-
Notifications
You must be signed in to change notification settings - Fork 4.7k
Description
Describe the bug
When enabling bf16 mixed precision in DeepSpeed, all nn.Parameters are forcibly cast to torch.bfloat16 during initialization.
There is currently no supported way to keep specific parameters in float32.
This causes runtime dtype mismatch errors in modules that intentionally require fp32 computation (e.g., MoE routers or other numerically sensitive control-flow logic).
To Reproduce
- Define a module with a parameter explicitly initialized in
float32:
class Ernie4_5_VL_MoeMoeTopKRouter(nn.Module):
def __init__(self, config):
super().__init__()
self.weight = nn.Parameter(torch.zeros(config.moe_num_experts, config.hidden_size, dtype=torch.float32))
self.moe_statics = Ernie4_5_VL_MoeMoeStatics(config)
self.top_k = config.moe_k
self.norm_min = config.moe_norm_min
def forward(self, hidden_states: torch.Tensor) -> tuple[torch.Tensor, torch.Tensor]:
device_type = (
hidden_states.device.type
if isinstance(hidden_states.device.type, str) and hidden_states.device.type != "mps"
else "cpu"
)
with maybe_autocast(device_type=device_type, enabled=False): # Force float32
# key point #
router_logits = F.linear(hidden_states.float(), self.weight)
# # # # # # #
routing_weights = F.softmax(router_logits, dim=1, dtype=torch.float)
_, selected_experts = torch.topk(self.moe_statics(routing_weights), self.top_k, dim=-1)
routing_weights = torch.gather(routing_weights, dim=-1, index=selected_experts)
routing_weights = routing_weights / torch.clamp(
routing_weights.sum(dim=-1, keepdim=True), min=self.norm_min
)
routing_weights = routing_weights.to(hidden_states.dtype)
return router_logits, selected_experts, routing_weights- Enable bf16 in DeepSpeed config:
{
"bf16": {
"enabled": true
}
}- In the forward pass, disable autocast and perform fp32 computation:
with torch.cuda.amp.autocast(enabled=False):
out = F.linear(hidden_states.float(), self.weight)-
Launch training with DeepSpeed.
-
Observe the following error:
RuntimeError: expected mat1 and mat2 to have the same dtype, but got: float != c10::BFloat16
This happens because self.weight is cast to bfloat16 by DeepSpeed despite being initialized as float32.
Expected behavior
It should be possible to prevent specific parameters from being cast to bf16, or to opt out individual parameters or modules from DeepSpeed’s mixed-precision parameter casting.

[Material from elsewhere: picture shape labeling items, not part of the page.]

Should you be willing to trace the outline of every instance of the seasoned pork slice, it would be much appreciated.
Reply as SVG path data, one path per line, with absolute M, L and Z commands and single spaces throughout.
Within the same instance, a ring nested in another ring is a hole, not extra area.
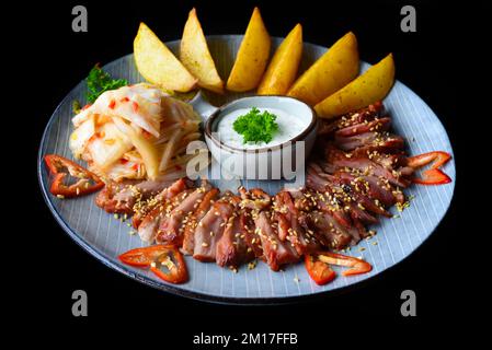
M 157 195 L 171 182 L 124 182 L 110 180 L 95 197 L 95 205 L 111 213 L 134 213 L 137 201 L 147 200 Z
M 217 243 L 222 236 L 226 225 L 232 225 L 234 206 L 230 194 L 216 201 L 210 210 L 198 222 L 195 230 L 195 247 L 193 258 L 201 261 L 215 261 Z
M 196 188 L 181 203 L 179 203 L 159 224 L 157 243 L 171 243 L 181 245 L 183 242 L 184 224 L 198 207 L 211 185 L 204 180 L 202 186 Z
M 193 189 L 185 189 L 150 210 L 138 225 L 138 235 L 140 238 L 145 242 L 153 242 L 161 222 L 192 192 Z
M 300 256 L 289 241 L 282 242 L 277 229 L 273 225 L 271 218 L 265 211 L 261 211 L 254 219 L 256 231 L 262 242 L 263 255 L 266 262 L 274 271 L 278 271 L 285 264 L 299 260 Z
M 238 213 L 238 212 L 236 212 Z M 245 242 L 244 212 L 232 215 L 226 224 L 222 236 L 217 242 L 216 261 L 219 266 L 239 266 L 254 258 L 253 250 Z
M 361 122 L 351 125 L 344 128 L 341 128 L 335 131 L 335 139 L 336 138 L 347 138 L 351 136 L 356 136 L 365 132 L 380 132 L 380 131 L 387 131 L 391 126 L 391 119 L 388 117 L 384 118 L 376 118 L 368 122 Z
M 164 188 L 156 196 L 138 201 L 134 205 L 134 215 L 131 218 L 131 224 L 135 229 L 138 229 L 144 218 L 151 212 L 156 207 L 162 206 L 169 199 L 173 198 L 178 194 L 186 189 L 186 182 L 184 178 L 175 180 L 171 186 Z
M 348 182 L 356 190 L 379 200 L 387 208 L 397 202 L 404 202 L 404 196 L 398 191 L 389 182 L 371 175 L 354 175 L 350 172 L 337 172 L 335 174 L 343 182 Z
M 309 213 L 309 219 L 316 236 L 328 247 L 340 249 L 361 241 L 355 228 L 350 230 L 343 228 L 328 212 L 314 210 Z
M 184 229 L 183 234 L 183 245 L 181 250 L 186 255 L 193 255 L 195 249 L 195 230 L 198 225 L 198 222 L 205 217 L 210 207 L 214 205 L 214 200 L 219 195 L 219 190 L 217 188 L 210 189 L 199 201 L 198 208 L 193 212 L 190 220 L 186 222 L 186 226 Z
M 328 166 L 324 166 L 324 171 L 337 171 L 337 170 L 356 170 L 362 175 L 374 175 L 377 177 L 384 177 L 394 186 L 408 187 L 411 182 L 394 170 L 387 168 L 386 166 L 374 162 L 368 158 L 363 156 L 347 156 L 344 152 L 334 148 L 329 148 L 327 151 Z
M 334 144 L 346 152 L 362 148 L 366 152 L 391 153 L 404 148 L 404 139 L 396 135 L 369 131 L 350 137 L 335 136 Z
M 296 208 L 288 191 L 279 191 L 275 196 L 274 221 L 278 223 L 278 237 L 288 240 L 297 254 L 304 255 L 319 250 L 318 240 L 302 225 L 302 213 Z

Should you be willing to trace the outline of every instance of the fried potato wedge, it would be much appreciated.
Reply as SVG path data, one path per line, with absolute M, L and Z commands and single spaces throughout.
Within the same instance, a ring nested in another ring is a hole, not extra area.
M 255 89 L 268 62 L 271 46 L 272 39 L 263 23 L 260 10 L 254 8 L 227 80 L 227 90 L 243 92 Z
M 188 19 L 184 25 L 180 60 L 198 79 L 199 86 L 217 93 L 224 93 L 224 81 L 220 79 L 208 50 L 207 40 L 195 9 L 190 11 Z
M 145 23 L 135 37 L 134 56 L 140 74 L 162 89 L 187 92 L 196 86 L 197 80 Z
M 333 118 L 385 98 L 394 83 L 394 61 L 389 54 L 364 74 L 314 106 L 321 118 Z
M 300 75 L 287 95 L 314 106 L 357 77 L 358 66 L 357 39 L 350 32 Z
M 285 95 L 297 75 L 302 56 L 302 26 L 297 24 L 275 51 L 258 88 L 260 95 Z

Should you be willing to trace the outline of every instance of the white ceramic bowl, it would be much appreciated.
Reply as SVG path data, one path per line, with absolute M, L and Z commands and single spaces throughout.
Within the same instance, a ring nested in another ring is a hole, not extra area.
M 228 145 L 215 135 L 222 116 L 240 108 L 275 108 L 298 117 L 307 126 L 290 140 L 258 149 Z M 314 144 L 318 121 L 306 103 L 287 96 L 249 96 L 236 100 L 215 110 L 205 121 L 205 140 L 214 159 L 229 174 L 247 179 L 293 179 L 305 171 L 305 161 Z

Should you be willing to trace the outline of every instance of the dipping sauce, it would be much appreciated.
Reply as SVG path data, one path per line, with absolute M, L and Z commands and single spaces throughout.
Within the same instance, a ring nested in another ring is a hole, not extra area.
M 232 148 L 254 150 L 282 144 L 301 133 L 309 126 L 298 116 L 291 115 L 283 109 L 260 107 L 258 109 L 260 110 L 260 113 L 266 110 L 276 116 L 275 122 L 278 125 L 278 130 L 273 135 L 272 141 L 270 141 L 268 143 L 263 141 L 243 143 L 242 135 L 238 133 L 234 130 L 233 124 L 236 119 L 238 119 L 242 115 L 250 113 L 251 108 L 239 108 L 221 116 L 217 126 L 217 138 L 226 145 Z

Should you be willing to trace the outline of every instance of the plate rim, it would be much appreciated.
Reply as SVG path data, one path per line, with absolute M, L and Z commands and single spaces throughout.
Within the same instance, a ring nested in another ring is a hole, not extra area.
M 213 39 L 228 39 L 231 37 L 243 37 L 243 35 L 237 35 L 237 34 L 225 34 L 225 35 L 208 35 L 206 36 L 207 39 L 208 38 L 213 38 Z M 272 39 L 283 39 L 283 37 L 275 37 L 272 36 Z M 180 43 L 181 39 L 175 39 L 175 40 L 169 40 L 165 42 L 167 45 L 176 45 L 178 43 Z M 322 46 L 322 45 L 318 45 L 318 44 L 312 44 L 312 43 L 308 43 L 305 42 L 304 43 L 305 46 L 312 46 L 312 47 L 319 47 L 319 48 L 323 48 L 324 50 L 328 50 L 329 47 Z M 110 62 L 107 62 L 106 65 L 103 66 L 106 67 L 117 60 L 121 60 L 125 57 L 128 56 L 133 56 L 133 54 L 127 54 L 124 56 L 121 56 Z M 366 61 L 361 60 L 361 65 L 367 63 Z M 370 63 L 368 63 L 370 65 Z M 451 140 L 449 139 L 449 136 L 446 131 L 446 128 L 444 127 L 444 125 L 442 124 L 440 119 L 438 118 L 437 114 L 434 113 L 434 110 L 425 103 L 425 101 L 420 97 L 415 92 L 413 92 L 413 90 L 411 90 L 410 88 L 408 88 L 404 83 L 402 83 L 400 80 L 396 80 L 396 83 L 400 83 L 404 89 L 407 89 L 408 91 L 410 91 L 416 98 L 419 98 L 426 107 L 430 108 L 430 110 L 434 114 L 434 116 L 437 118 L 438 122 L 440 124 L 440 127 L 443 128 L 443 130 L 445 131 L 445 136 L 447 141 L 449 142 L 450 145 L 450 150 L 451 150 L 451 155 L 453 155 L 453 162 L 455 164 L 455 170 L 456 170 L 456 162 L 455 162 L 455 156 L 454 156 L 454 151 L 453 151 L 453 143 Z M 192 290 L 186 290 L 186 289 L 181 289 L 178 285 L 171 284 L 171 283 L 164 283 L 164 282 L 160 282 L 160 281 L 156 281 L 152 280 L 150 278 L 148 278 L 147 276 L 141 276 L 138 275 L 136 272 L 134 272 L 133 270 L 130 270 L 129 268 L 125 267 L 124 265 L 117 264 L 115 261 L 112 261 L 111 259 L 106 258 L 102 253 L 98 252 L 96 248 L 93 248 L 91 246 L 91 244 L 89 242 L 87 242 L 82 236 L 80 236 L 77 232 L 75 232 L 75 230 L 72 230 L 70 228 L 70 225 L 65 221 L 65 219 L 61 217 L 61 214 L 58 212 L 58 210 L 55 208 L 55 206 L 53 205 L 50 195 L 48 194 L 48 189 L 46 188 L 44 182 L 43 182 L 43 172 L 46 170 L 44 170 L 44 156 L 43 156 L 43 150 L 45 148 L 46 144 L 46 139 L 47 139 L 47 131 L 50 128 L 52 124 L 55 121 L 55 117 L 57 112 L 61 108 L 61 106 L 67 102 L 67 100 L 70 97 L 70 92 L 72 92 L 75 89 L 77 89 L 81 83 L 83 83 L 83 80 L 79 81 L 70 91 L 67 95 L 65 95 L 65 97 L 58 103 L 57 107 L 54 109 L 52 116 L 48 119 L 48 122 L 46 124 L 44 130 L 43 130 L 43 135 L 41 138 L 41 142 L 39 142 L 39 148 L 38 148 L 38 152 L 37 152 L 37 179 L 39 183 L 39 187 L 43 194 L 43 199 L 46 202 L 46 205 L 48 206 L 49 211 L 52 212 L 52 215 L 55 218 L 55 220 L 57 221 L 57 223 L 61 226 L 61 229 L 66 232 L 66 234 L 68 234 L 75 242 L 76 244 L 81 247 L 83 250 L 85 250 L 87 253 L 89 253 L 89 255 L 91 255 L 92 257 L 94 257 L 96 260 L 101 261 L 105 267 L 111 268 L 113 270 L 116 270 L 117 272 L 122 273 L 123 276 L 138 281 L 145 285 L 149 285 L 153 289 L 157 290 L 161 290 L 174 295 L 179 295 L 179 296 L 184 296 L 184 298 L 188 298 L 192 300 L 197 300 L 197 301 L 206 301 L 206 302 L 211 302 L 211 303 L 216 303 L 216 304 L 226 304 L 226 305 L 282 305 L 282 304 L 290 304 L 290 303 L 298 303 L 298 302 L 302 302 L 302 301 L 308 301 L 308 300 L 312 300 L 312 299 L 318 299 L 318 298 L 323 298 L 323 296 L 334 296 L 336 294 L 342 294 L 345 293 L 350 290 L 353 289 L 359 289 L 362 288 L 364 284 L 367 283 L 371 283 L 375 280 L 377 280 L 378 278 L 380 278 L 381 276 L 385 275 L 385 272 L 393 269 L 396 266 L 400 265 L 401 262 L 403 262 L 404 260 L 407 260 L 409 257 L 411 257 L 416 250 L 419 250 L 422 245 L 424 245 L 427 240 L 431 237 L 431 235 L 435 232 L 435 230 L 439 226 L 440 222 L 444 220 L 444 218 L 446 218 L 446 215 L 448 214 L 449 211 L 449 207 L 453 202 L 454 199 L 454 195 L 456 191 L 456 180 L 457 180 L 457 172 L 455 171 L 455 175 L 454 175 L 454 179 L 453 179 L 453 188 L 451 188 L 451 194 L 450 194 L 450 200 L 447 203 L 444 214 L 436 221 L 434 228 L 432 228 L 430 234 L 427 236 L 425 236 L 423 238 L 423 241 L 412 250 L 410 252 L 408 255 L 405 255 L 403 258 L 401 258 L 399 261 L 394 262 L 393 265 L 381 269 L 378 273 L 370 276 L 368 278 L 362 279 L 359 281 L 353 282 L 348 285 L 342 285 L 332 290 L 323 290 L 323 291 L 318 291 L 318 292 L 312 292 L 309 294 L 300 294 L 300 295 L 288 295 L 288 296 L 254 296 L 254 298 L 243 298 L 243 296 L 221 296 L 221 295 L 214 295 L 214 294 L 209 294 L 209 293 L 205 293 L 205 292 L 197 292 L 197 291 L 192 291 Z

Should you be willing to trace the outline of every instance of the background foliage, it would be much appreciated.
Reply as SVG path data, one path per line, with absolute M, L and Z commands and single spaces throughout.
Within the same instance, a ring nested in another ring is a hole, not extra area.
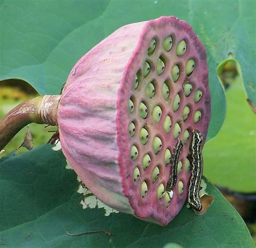
M 253 0 L 0 0 L 0 80 L 21 78 L 41 94 L 58 94 L 73 65 L 108 35 L 123 25 L 164 15 L 188 22 L 206 46 L 212 108 L 208 140 L 219 131 L 226 112 L 217 66 L 228 57 L 240 64 L 237 79 L 240 85 L 235 84 L 226 92 L 227 119 L 220 135 L 204 150 L 205 172 L 213 183 L 255 192 L 252 172 L 256 158 L 255 146 L 251 145 L 256 141 L 255 116 L 246 103 L 247 98 L 256 102 Z M 241 219 L 210 184 L 215 200 L 206 215 L 196 216 L 184 206 L 166 228 L 122 213 L 106 218 L 102 210 L 82 211 L 75 175 L 64 169 L 63 155 L 53 153 L 44 146 L 0 161 L 0 189 L 5 189 L 0 194 L 0 212 L 5 220 L 1 222 L 0 244 L 26 246 L 37 242 L 45 247 L 69 240 L 73 246 L 102 242 L 118 247 L 118 237 L 122 237 L 124 245 L 133 247 L 146 240 L 149 245 L 160 246 L 179 240 L 182 245 L 194 247 L 207 243 L 252 245 Z M 228 222 L 235 224 L 227 226 Z M 129 228 L 123 228 L 125 225 Z M 134 226 L 138 229 L 131 233 Z M 65 233 L 66 228 L 74 232 L 110 229 L 117 237 L 70 237 Z

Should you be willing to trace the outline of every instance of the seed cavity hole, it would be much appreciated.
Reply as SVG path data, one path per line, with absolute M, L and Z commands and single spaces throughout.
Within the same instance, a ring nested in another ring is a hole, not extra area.
M 160 170 L 158 166 L 156 166 L 154 169 L 153 170 L 151 175 L 151 180 L 152 183 L 154 183 L 156 180 L 158 178 L 159 176 Z
M 184 144 L 185 144 L 186 142 L 187 141 L 189 137 L 190 137 L 190 133 L 188 132 L 188 130 L 187 129 L 186 129 L 183 133 L 183 143 Z
M 186 97 L 188 97 L 193 89 L 193 86 L 191 84 L 185 84 L 184 86 L 184 93 Z
M 202 113 L 200 110 L 197 110 L 194 114 L 193 121 L 194 123 L 197 123 L 202 117 Z
M 186 159 L 185 160 L 185 171 L 186 172 L 188 172 L 188 170 L 190 170 L 190 162 L 187 159 L 187 157 L 186 157 Z
M 164 190 L 164 186 L 163 183 L 160 183 L 157 188 L 157 197 L 160 200 L 163 196 L 164 196 L 165 191 Z
M 195 63 L 193 59 L 189 59 L 186 64 L 186 74 L 190 76 L 194 69 Z
M 177 45 L 176 49 L 176 54 L 178 56 L 183 55 L 186 50 L 187 44 L 184 40 L 181 40 Z
M 147 106 L 143 102 L 141 102 L 139 105 L 139 114 L 142 119 L 146 119 L 147 115 Z
M 165 63 L 164 59 L 162 57 L 158 59 L 157 66 L 157 73 L 158 75 L 161 75 L 164 72 L 165 68 Z
M 164 162 L 166 166 L 169 164 L 171 163 L 171 159 L 172 154 L 170 150 L 167 148 L 164 153 Z
M 180 97 L 179 94 L 177 94 L 174 98 L 174 100 L 173 101 L 173 105 L 172 106 L 173 111 L 176 112 L 179 107 L 180 105 Z
M 141 186 L 142 197 L 142 198 L 145 197 L 147 193 L 147 185 L 146 182 L 145 182 L 144 181 L 142 182 L 142 186 Z
M 154 121 L 156 121 L 157 122 L 158 122 L 160 121 L 161 116 L 162 116 L 162 110 L 158 105 L 157 105 L 156 106 L 154 107 L 154 108 L 153 108 L 152 115 Z
M 138 71 L 138 72 L 135 75 L 133 81 L 133 89 L 136 89 L 139 86 L 139 71 Z
M 178 136 L 180 135 L 181 129 L 180 127 L 178 122 L 176 122 L 174 124 L 174 127 L 173 128 L 173 137 L 177 139 Z
M 152 82 L 147 85 L 146 88 L 146 93 L 147 97 L 150 99 L 154 97 L 154 95 L 156 94 L 156 88 L 154 84 Z
M 146 128 L 143 127 L 139 132 L 139 137 L 142 144 L 145 144 L 149 140 L 149 133 Z
M 133 145 L 131 148 L 131 159 L 132 160 L 135 160 L 138 157 L 138 149 Z
M 185 121 L 187 119 L 188 117 L 188 115 L 190 112 L 190 107 L 188 106 L 186 106 L 184 107 L 183 109 L 183 120 Z
M 172 78 L 173 82 L 176 82 L 179 78 L 179 67 L 177 65 L 175 65 L 172 69 Z
M 183 183 L 181 181 L 179 181 L 178 183 L 178 192 L 180 195 L 183 193 Z
M 149 44 L 149 48 L 147 49 L 147 54 L 150 56 L 154 52 L 154 50 L 156 50 L 156 46 L 157 45 L 157 41 L 156 40 L 156 39 L 153 38 L 152 39 Z
M 167 134 L 170 132 L 172 127 L 172 120 L 169 115 L 166 115 L 164 121 L 164 130 Z
M 156 136 L 153 140 L 153 149 L 154 153 L 157 154 L 162 148 L 162 141 L 160 139 Z
M 139 173 L 139 169 L 138 167 L 135 167 L 133 170 L 133 181 L 137 182 L 140 176 L 140 173 Z
M 164 203 L 166 208 L 168 208 L 170 202 L 171 198 L 170 198 L 169 194 L 167 191 L 166 191 L 164 195 Z
M 169 52 L 172 46 L 172 37 L 168 36 L 164 41 L 164 49 L 166 52 Z
M 131 114 L 134 110 L 134 106 L 133 105 L 133 102 L 132 101 L 131 98 L 129 100 L 129 111 L 130 114 Z
M 170 88 L 167 81 L 164 82 L 162 87 L 162 93 L 165 100 L 168 99 L 170 95 Z
M 144 78 L 146 78 L 150 72 L 150 65 L 149 62 L 145 61 L 142 70 L 142 74 Z
M 197 89 L 194 93 L 194 100 L 195 102 L 198 102 L 203 95 L 203 92 L 200 89 Z
M 151 163 L 151 158 L 149 154 L 146 154 L 142 159 L 142 167 L 145 170 L 149 168 Z
M 129 125 L 129 134 L 133 137 L 135 133 L 135 125 L 133 122 L 131 122 Z

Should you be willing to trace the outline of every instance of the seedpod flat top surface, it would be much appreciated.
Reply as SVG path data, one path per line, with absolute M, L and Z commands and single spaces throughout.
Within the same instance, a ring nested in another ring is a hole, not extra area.
M 210 115 L 205 49 L 187 23 L 163 17 L 122 27 L 85 54 L 69 76 L 58 121 L 63 152 L 92 192 L 166 225 L 187 197 L 192 132 L 204 143 Z M 178 139 L 181 167 L 169 194 Z

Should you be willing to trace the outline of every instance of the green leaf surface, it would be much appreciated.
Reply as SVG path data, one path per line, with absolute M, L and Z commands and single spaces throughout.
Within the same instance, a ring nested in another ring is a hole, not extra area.
M 233 60 L 228 60 L 236 64 Z M 227 61 L 224 61 L 225 65 Z M 223 64 L 218 67 L 220 80 Z M 204 174 L 214 184 L 239 192 L 256 192 L 256 115 L 246 101 L 240 67 L 225 91 L 227 114 L 218 136 L 204 149 Z
M 45 155 L 47 154 L 47 156 Z M 24 154 L 0 159 L 0 245 L 4 247 L 254 247 L 241 217 L 210 183 L 214 201 L 196 215 L 184 205 L 167 226 L 101 209 L 83 210 L 72 170 L 61 151 L 44 145 Z M 78 233 L 106 230 L 112 236 Z
M 42 94 L 58 94 L 76 61 L 118 27 L 173 15 L 191 25 L 207 50 L 212 95 L 210 140 L 219 132 L 225 114 L 217 65 L 232 54 L 240 61 L 251 97 L 255 88 L 254 3 L 0 0 L 0 79 L 22 78 Z

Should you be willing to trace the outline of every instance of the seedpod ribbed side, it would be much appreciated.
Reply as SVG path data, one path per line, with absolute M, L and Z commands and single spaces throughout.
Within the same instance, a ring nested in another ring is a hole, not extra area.
M 166 225 L 187 197 L 192 132 L 204 143 L 210 108 L 206 52 L 191 26 L 173 17 L 127 25 L 70 72 L 58 109 L 62 150 L 102 202 Z M 178 139 L 184 146 L 168 192 Z

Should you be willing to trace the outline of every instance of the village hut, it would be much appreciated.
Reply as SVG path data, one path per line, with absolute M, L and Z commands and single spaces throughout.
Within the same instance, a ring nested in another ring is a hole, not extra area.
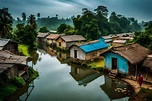
M 82 35 L 62 35 L 56 39 L 56 45 L 61 49 L 69 49 L 71 45 L 84 41 L 86 39 Z
M 60 34 L 50 34 L 46 37 L 47 43 L 49 45 L 53 45 L 56 43 L 56 39 L 60 36 Z
M 126 42 L 126 40 L 114 40 L 112 42 L 112 47 L 125 46 Z
M 146 71 L 146 79 L 152 80 L 152 55 L 148 55 L 142 64 L 144 70 Z
M 27 72 L 27 59 L 10 51 L 0 51 L 0 74 L 5 72 L 9 78 L 24 75 Z
M 84 44 L 75 44 L 70 47 L 70 57 L 79 60 L 91 60 L 100 57 L 109 47 L 103 40 L 94 40 Z
M 122 74 L 137 76 L 137 69 L 148 54 L 150 50 L 139 44 L 114 47 L 104 54 L 105 67 Z

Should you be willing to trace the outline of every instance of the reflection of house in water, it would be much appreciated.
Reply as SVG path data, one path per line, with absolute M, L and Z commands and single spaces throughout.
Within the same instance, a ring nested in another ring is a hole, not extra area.
M 15 55 L 10 51 L 0 51 L 0 74 L 7 74 L 9 78 L 23 76 L 27 70 L 26 56 Z
M 133 93 L 130 85 L 118 79 L 111 79 L 108 76 L 105 76 L 105 84 L 100 87 L 111 100 L 127 97 Z
M 84 86 L 101 76 L 101 73 L 98 73 L 95 70 L 78 68 L 73 66 L 71 66 L 70 74 L 78 82 L 78 85 Z
M 67 63 L 69 61 L 69 53 L 57 52 L 57 59 L 62 63 Z
M 27 101 L 34 87 L 35 87 L 34 81 L 32 81 L 30 84 L 27 83 L 22 88 L 19 88 L 13 96 L 10 96 L 9 98 L 7 98 L 7 101 Z M 22 99 L 24 98 L 24 100 L 20 99 L 21 96 L 23 96 Z
M 51 56 L 56 56 L 56 50 L 52 49 L 51 47 L 47 47 L 45 50 L 46 50 L 47 53 L 50 54 Z

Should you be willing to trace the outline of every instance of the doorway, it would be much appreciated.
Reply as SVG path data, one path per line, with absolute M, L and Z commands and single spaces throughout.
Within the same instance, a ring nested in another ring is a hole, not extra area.
M 112 58 L 112 69 L 117 69 L 117 58 Z

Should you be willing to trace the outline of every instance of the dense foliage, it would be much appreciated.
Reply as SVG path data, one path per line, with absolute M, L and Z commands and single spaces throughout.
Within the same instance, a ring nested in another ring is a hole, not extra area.
M 27 45 L 19 44 L 18 45 L 18 52 L 20 55 L 30 56 Z
M 0 9 L 0 37 L 9 37 L 12 31 L 12 19 L 8 8 Z
M 59 34 L 66 34 L 66 35 L 74 35 L 75 34 L 75 30 L 72 26 L 67 25 L 67 24 L 61 24 L 58 28 L 57 28 L 57 32 Z
M 82 15 L 73 17 L 76 33 L 83 35 L 88 40 L 98 39 L 103 35 L 141 30 L 138 21 L 134 18 L 126 18 L 115 12 L 112 12 L 108 18 L 108 9 L 105 6 L 98 6 L 94 11 L 83 8 Z

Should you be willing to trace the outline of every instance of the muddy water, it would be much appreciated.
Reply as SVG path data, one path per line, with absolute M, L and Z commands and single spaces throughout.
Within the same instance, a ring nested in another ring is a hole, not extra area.
M 119 79 L 68 65 L 65 53 L 50 55 L 52 53 L 38 50 L 39 61 L 33 68 L 38 70 L 39 77 L 29 84 L 26 91 L 18 92 L 21 96 L 13 96 L 18 101 L 127 101 L 133 91 L 130 85 Z

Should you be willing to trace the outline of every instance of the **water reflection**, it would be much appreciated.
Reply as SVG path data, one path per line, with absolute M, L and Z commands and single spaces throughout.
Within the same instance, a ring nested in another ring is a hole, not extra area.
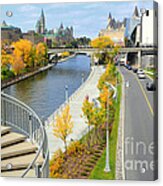
M 90 58 L 78 55 L 51 70 L 6 88 L 4 91 L 32 107 L 40 117 L 48 117 L 65 100 L 64 87 L 69 96 L 81 85 L 90 72 Z

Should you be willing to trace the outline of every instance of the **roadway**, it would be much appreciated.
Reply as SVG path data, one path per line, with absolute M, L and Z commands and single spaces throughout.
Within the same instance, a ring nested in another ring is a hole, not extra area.
M 157 126 L 154 117 L 154 92 L 146 90 L 149 78 L 139 80 L 137 75 L 120 67 L 125 82 L 124 109 L 124 162 L 125 179 L 154 180 L 154 131 Z M 156 144 L 155 144 L 156 145 Z M 157 164 L 157 162 L 156 162 Z

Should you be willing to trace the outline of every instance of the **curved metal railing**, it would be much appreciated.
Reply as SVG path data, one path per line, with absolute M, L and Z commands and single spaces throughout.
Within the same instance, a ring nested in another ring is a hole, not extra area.
M 16 131 L 26 135 L 32 143 L 38 146 L 35 158 L 31 161 L 21 177 L 25 177 L 31 168 L 35 168 L 36 176 L 46 178 L 49 175 L 49 151 L 46 132 L 38 115 L 25 103 L 16 98 L 1 93 L 1 123 L 11 126 Z M 37 165 L 39 155 L 43 156 L 42 165 Z

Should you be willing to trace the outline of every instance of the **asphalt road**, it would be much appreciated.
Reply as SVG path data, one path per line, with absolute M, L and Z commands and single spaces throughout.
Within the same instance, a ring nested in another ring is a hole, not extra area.
M 137 75 L 120 67 L 125 86 L 124 161 L 125 179 L 154 180 L 157 162 L 154 147 L 157 129 L 154 117 L 154 94 L 146 90 L 146 82 Z M 155 168 L 154 168 L 155 167 Z

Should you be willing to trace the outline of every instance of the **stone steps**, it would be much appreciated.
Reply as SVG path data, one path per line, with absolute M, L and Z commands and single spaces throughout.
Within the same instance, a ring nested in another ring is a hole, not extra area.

At minimum, an official mechanism or documented workaround for parameter-level precision control would be helpful for numerically sensitive modules such as MoE routers.
ds_report output
RuntimeError: expected mat1 and mat2 to have the same dtype, but got: float != c10::BFloat16
Screenshots
System info (please complete the following information):
- OS: Ubuntu 20.04
- GPU count and types: 8 × NVIDIA A100 80GB
- Interconnects: NVLink + InfiniBand
- Python version: 3.10
- PyTorch version: 2.x
- DeepSpeed version: 0.x.x
- CUDA version: 12.x
Launcher context
Launched using the deepspeed launcher.
Docker context
Not using Docker. Running in a bare-metal environment.
Additional context
This behavior is especially problematic for MoE router implementations, where fp32 computation is often required for numerical stability (softmax + top-k routing).
Currently, the only workaround is to explicitly cast parameters back to float32 inside the forward pass, which works but feels like a workaround rather than a supported solution.